Because the statistical distributions of mean, MAD, and covariance profiles can be different in general (Supp. Figure 1), we combined them at the sample similarities level, rather than simply concatenating the profiles. We use Similarity Network Fusion (SNF)^{6}, which operates on a graph representation of the dataset in each data type (in our case, three: medians, MADs, and covariances). A graph diffusion process then is used to combine the graph for each data type into the final network, which encodes the pairwise similarity values. SNF has shown great promise in fusing biological readouts when the number of samples is on the order of few hundreds^{6}. The method is expected to be less effective when sample size falls below a threshold as local neighbors start to become less similar, violating the assumptions made in the method^{20}. For this reason, we did not use the prior benchmark dataset in^{7}.

### Parameter settings

We used the *SNFtool* R package (Ver. 2.2.1) for data fusion to combine data types (median, MAD, and covariance profiles), and set the neighborhood size k = 7 in the similarity graph, gaussian weight function bandwidth μ = 0.5, and number of iterations T = 10 (for two data types) and T = 15 (for three data types) in SNF, which are typical choices for the algorithm. To avoid overfitting, we did not test alternative values of these parameters. Prior to applying SNF, similarity matrices are z-scored based on median and MAD and then linearly scaled to map 99.9th percentile to 0.999. This helps to make sure that the similarity values are on the same scale across data types.

We used 3000 sparse random projections with the density of p = 0.1 (the probability of an entry in the random projection matrix of being non-zero) to reduce the dimensionality of the covariance profiles in all the datasets. We observed reasonable consistency against randomness in the treatment correlation matrices when using around 3000 random projections (Supp. Figure 2). Pearson correlation of profiles is used to form similarity matrices, which are used as the inputs to SNF.

### Evaluation tasks

We evaluated different profiling strategies in this paper (Figure 2) based on whether the most-similar treatment pairs (above a given cutoff) are enriched for having the same MOA/pathway annotation, after removing un-annotated compounds. To ensure that strong profile similarities are not driven by systematic effects that might make samples on the same plate look more similar to each other than to those in other plates, all same-plate pairs were excluded in this analysis.
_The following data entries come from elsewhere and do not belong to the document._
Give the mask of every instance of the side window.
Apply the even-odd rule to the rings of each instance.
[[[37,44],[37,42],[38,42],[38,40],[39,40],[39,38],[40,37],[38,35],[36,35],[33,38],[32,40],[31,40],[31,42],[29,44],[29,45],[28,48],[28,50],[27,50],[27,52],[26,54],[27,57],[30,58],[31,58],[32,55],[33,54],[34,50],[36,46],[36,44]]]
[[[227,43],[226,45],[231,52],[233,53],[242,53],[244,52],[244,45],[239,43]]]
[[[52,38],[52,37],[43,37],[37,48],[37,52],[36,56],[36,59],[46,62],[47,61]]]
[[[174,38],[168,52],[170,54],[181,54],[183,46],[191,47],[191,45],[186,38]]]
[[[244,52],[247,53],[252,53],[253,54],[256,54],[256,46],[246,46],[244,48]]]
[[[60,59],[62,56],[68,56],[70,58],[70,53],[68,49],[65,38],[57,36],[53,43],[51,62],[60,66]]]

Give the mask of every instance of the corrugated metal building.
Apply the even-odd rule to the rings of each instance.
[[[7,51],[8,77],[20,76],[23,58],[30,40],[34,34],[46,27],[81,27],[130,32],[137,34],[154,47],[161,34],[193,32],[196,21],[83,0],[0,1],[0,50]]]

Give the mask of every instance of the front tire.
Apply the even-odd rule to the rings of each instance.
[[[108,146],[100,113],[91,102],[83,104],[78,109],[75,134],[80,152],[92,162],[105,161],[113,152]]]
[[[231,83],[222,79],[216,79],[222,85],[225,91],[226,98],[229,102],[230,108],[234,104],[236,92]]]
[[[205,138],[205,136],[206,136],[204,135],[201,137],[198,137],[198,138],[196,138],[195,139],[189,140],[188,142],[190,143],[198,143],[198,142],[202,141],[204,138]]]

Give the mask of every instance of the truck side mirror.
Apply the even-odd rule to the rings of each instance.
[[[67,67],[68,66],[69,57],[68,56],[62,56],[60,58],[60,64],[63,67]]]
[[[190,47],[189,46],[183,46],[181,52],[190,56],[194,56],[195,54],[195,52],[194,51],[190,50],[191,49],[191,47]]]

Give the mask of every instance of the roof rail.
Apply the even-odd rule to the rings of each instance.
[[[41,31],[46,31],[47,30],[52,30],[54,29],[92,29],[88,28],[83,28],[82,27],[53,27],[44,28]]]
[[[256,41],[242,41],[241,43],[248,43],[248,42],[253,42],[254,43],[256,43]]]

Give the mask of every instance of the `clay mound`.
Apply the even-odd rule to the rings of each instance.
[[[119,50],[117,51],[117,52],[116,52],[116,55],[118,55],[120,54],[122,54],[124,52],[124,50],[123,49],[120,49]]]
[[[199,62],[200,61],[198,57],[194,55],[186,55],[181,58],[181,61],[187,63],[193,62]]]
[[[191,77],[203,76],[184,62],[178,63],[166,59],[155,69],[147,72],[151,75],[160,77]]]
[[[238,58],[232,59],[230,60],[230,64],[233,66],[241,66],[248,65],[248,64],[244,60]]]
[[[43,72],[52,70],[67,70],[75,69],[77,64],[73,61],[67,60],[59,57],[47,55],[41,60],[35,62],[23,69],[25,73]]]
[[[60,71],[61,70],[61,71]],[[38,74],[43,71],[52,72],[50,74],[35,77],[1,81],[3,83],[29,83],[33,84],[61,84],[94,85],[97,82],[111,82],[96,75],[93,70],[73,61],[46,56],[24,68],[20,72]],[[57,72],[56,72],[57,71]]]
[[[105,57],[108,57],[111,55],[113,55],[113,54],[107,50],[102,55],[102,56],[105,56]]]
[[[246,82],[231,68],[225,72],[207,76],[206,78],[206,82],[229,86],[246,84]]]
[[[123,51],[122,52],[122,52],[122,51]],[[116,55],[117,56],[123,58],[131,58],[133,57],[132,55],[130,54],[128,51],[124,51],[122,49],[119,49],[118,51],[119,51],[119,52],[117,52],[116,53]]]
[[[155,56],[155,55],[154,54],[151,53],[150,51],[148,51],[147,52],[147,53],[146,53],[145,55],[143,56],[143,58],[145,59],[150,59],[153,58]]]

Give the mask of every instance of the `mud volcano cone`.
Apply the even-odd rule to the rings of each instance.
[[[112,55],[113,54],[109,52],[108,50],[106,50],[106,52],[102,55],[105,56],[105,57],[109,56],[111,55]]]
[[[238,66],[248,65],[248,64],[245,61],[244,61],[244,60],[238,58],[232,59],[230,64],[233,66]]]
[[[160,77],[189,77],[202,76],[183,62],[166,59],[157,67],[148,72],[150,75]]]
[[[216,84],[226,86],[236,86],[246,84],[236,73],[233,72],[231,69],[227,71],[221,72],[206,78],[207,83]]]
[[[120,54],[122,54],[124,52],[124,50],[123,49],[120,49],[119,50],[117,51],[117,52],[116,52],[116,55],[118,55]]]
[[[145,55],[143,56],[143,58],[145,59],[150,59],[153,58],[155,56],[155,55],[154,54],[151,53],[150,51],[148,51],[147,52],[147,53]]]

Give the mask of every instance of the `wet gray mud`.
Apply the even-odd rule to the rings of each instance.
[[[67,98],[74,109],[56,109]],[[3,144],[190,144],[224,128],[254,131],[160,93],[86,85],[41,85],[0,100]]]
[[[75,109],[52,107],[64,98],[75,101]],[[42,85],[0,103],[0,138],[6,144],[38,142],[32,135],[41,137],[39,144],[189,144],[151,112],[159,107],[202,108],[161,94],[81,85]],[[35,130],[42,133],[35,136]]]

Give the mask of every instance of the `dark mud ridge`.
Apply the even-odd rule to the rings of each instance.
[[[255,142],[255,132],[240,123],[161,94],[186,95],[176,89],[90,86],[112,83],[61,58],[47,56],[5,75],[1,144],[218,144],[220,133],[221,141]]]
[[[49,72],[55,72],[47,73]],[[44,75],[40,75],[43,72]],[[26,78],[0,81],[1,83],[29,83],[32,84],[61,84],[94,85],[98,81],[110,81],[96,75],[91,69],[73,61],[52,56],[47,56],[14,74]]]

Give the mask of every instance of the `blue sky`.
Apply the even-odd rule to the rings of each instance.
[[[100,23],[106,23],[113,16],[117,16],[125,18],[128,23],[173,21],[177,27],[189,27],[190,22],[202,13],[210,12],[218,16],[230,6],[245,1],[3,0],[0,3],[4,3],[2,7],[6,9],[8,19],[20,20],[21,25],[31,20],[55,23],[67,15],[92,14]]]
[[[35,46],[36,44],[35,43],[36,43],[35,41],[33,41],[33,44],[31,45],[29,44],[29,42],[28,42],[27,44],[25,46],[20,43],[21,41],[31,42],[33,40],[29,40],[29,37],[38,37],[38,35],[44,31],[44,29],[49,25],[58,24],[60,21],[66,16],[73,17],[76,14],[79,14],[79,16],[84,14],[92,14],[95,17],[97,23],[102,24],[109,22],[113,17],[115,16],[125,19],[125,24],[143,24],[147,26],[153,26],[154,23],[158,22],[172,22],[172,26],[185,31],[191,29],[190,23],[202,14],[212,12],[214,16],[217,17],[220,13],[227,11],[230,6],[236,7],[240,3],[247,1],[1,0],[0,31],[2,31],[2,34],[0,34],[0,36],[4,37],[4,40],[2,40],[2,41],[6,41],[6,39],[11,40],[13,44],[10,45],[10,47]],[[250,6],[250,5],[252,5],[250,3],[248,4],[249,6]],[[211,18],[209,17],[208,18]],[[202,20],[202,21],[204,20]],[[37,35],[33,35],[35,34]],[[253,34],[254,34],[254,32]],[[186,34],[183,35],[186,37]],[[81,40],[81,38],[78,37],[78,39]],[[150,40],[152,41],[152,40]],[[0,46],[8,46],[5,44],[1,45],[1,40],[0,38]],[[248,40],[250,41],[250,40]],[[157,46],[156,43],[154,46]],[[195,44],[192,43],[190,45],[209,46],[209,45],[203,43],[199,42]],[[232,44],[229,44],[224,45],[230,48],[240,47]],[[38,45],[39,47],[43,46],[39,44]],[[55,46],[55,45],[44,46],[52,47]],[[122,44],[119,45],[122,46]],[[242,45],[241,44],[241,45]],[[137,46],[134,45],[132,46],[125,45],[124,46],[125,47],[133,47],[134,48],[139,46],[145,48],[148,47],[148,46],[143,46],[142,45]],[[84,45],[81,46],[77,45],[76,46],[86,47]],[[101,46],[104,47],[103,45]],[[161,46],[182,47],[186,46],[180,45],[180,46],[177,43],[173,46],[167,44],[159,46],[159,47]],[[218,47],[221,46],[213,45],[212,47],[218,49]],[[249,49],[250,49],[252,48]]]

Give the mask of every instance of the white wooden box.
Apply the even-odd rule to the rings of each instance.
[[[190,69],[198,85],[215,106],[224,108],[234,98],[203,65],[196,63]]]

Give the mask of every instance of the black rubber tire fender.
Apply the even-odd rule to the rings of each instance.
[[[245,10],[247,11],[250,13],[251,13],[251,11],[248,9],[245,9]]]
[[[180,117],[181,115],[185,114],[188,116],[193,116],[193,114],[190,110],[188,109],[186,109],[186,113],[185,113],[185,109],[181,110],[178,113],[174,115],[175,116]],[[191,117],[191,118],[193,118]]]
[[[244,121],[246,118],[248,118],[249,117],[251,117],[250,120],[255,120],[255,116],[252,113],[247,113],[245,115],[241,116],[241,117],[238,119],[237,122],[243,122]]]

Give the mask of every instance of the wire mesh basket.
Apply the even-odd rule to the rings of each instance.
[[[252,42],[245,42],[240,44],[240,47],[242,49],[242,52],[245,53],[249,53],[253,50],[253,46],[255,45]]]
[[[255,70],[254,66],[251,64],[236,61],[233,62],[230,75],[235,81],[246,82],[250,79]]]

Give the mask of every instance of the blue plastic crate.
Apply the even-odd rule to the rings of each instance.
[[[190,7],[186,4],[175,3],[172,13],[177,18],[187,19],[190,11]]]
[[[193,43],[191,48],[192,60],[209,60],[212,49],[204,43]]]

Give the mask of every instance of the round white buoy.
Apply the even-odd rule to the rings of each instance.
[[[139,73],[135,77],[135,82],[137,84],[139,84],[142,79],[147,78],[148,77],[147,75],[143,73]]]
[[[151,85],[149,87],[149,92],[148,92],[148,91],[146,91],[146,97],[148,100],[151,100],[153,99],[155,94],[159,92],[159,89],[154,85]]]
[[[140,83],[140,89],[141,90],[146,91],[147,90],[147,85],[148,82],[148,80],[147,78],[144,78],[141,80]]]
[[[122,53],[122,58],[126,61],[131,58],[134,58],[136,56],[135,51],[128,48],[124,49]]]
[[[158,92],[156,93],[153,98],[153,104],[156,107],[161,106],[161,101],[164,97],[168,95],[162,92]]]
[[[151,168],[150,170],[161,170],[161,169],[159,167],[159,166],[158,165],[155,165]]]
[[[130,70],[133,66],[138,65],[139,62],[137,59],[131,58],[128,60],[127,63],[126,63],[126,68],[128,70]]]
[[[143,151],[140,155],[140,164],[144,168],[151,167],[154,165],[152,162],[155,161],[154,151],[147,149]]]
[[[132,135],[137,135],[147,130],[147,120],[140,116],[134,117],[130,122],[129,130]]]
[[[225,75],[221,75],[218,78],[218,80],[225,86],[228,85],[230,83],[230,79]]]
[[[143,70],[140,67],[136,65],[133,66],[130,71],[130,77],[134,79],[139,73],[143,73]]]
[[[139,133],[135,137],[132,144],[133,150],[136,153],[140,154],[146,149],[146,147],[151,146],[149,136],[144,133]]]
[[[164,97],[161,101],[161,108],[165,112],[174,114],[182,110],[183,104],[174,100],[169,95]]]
We rejected an alternative evaluation approach, accuracy in MOA/pathway classification^{7}, which only works well if MOAs are all well/equally represented in the dataset. The approach we took is better suited for the MOA class imbalance situation (as is the case for the datasets analyzed in this paper), as the enrichment is calculated based on a null distribution that tends to normalize MOA class sizes implicitly. Otherwise, treatments belonging to larger MOA classes tend to dominate the classification accuracy.

### Enrichment score

We define enrichment score as the odds ratio in a one-sided Fisher’s exact test, which tests whether having high profile similarity for a treatment pair is independent of the treatments sharing an MOA/pathway. To perform the test, we form the 2×2 contingency table by dividing treatment pairs into four categories, based on whether they have high profile correlations, determined by a specified threshold (in rows) and whether they share an MOA/pathway (in columns). The odds ratio is then defined as the ratio of elements in the first row divided by that of second row in the contingency table. This roughly measures how likely it is to observe same MOA/pathway treatment pairs in highly correlated vs. non-highly correlated treatment pairs.